Easy way to construct Prosemirror dcoument

elimarable · September 27, 2018, 8:39pm

Hello, I’ve been tasked with writing a parser/serializer that can take documents in a proprietary format as input and output Prosemirror markup. I was wondering if anyone else has tried to assemble Prosemirror markup outside of an editor state context?

I was thinking that the easiest thing to do would be to build an intermediate HTML tree such that running it through a DOMParser will produce the expected result, but taking that intermediate step kind of rubs me the wrong way.

The other idea I had was to build the markup upside-down, starting with the leaf nodes and using NodeType.create(content) to build the tree up to the document root.

Do I have the right idea here or is there an easier way that I’ve missed?

bradleyayers · September 27, 2018, 11:43pm

How were you planning on building the intermediate HTML tree?

This sounds closer to what I’d do, going via HTML sounds like it would complicate testing.

Here’s a few other implementations of transforming proprietary ↔ ProseMirror:

marijn · September 28, 2018, 6:30am

If there is a clear correspondence between the input format’s structure and the resulting ProseMirror document, a recursive function that builds up ProseMirror nodes for each document element seems the best approach.

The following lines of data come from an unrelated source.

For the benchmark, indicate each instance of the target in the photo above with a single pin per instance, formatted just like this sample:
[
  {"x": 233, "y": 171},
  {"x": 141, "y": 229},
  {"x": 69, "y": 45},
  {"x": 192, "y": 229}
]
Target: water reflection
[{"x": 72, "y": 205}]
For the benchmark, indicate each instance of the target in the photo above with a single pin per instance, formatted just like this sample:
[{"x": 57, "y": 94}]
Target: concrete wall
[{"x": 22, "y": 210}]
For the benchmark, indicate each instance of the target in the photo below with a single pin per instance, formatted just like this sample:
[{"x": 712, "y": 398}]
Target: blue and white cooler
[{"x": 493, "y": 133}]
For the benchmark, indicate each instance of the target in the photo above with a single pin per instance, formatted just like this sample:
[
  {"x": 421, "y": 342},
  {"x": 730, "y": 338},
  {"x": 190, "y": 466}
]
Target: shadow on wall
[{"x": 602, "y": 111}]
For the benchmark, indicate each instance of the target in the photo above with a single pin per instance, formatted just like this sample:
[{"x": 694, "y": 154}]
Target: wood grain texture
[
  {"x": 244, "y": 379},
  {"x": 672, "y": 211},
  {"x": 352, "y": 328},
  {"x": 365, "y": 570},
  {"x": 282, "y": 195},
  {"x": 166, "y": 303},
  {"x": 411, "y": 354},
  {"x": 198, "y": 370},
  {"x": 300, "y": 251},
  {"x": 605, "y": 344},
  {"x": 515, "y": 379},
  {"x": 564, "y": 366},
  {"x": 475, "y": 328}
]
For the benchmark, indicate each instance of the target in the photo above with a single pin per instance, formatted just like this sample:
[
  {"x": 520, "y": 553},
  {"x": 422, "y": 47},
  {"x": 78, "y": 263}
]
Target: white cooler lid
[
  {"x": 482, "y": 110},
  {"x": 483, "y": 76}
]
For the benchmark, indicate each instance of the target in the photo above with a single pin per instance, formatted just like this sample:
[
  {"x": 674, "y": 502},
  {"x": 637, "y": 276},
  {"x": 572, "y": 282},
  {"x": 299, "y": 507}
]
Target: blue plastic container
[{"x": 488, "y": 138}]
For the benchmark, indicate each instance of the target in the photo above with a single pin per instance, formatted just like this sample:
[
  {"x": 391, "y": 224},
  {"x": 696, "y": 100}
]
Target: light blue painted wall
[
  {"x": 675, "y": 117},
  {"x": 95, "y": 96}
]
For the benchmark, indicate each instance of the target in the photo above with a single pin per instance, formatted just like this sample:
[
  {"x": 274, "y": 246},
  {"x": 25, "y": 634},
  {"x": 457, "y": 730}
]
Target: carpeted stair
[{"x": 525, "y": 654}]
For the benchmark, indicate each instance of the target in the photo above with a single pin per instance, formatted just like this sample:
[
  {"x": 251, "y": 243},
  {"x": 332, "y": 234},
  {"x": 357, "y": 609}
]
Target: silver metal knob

If the process is more messy/lossy, you might get somewhere by rendering the old format to HTML and parsing that with a DOMParser, but you’d have to inspect the result closely to see if any important data is being lost in the process (it is entirely possible for the existing HTML renderer to output HTML nodes that your parser doesn’t handle properly.)

elimarable · September 28, 2018, 4:03pm

Thank you for the replies! The proprietary format I’m working with can export to JSON, so it was not too hard to build a recursive function like you said.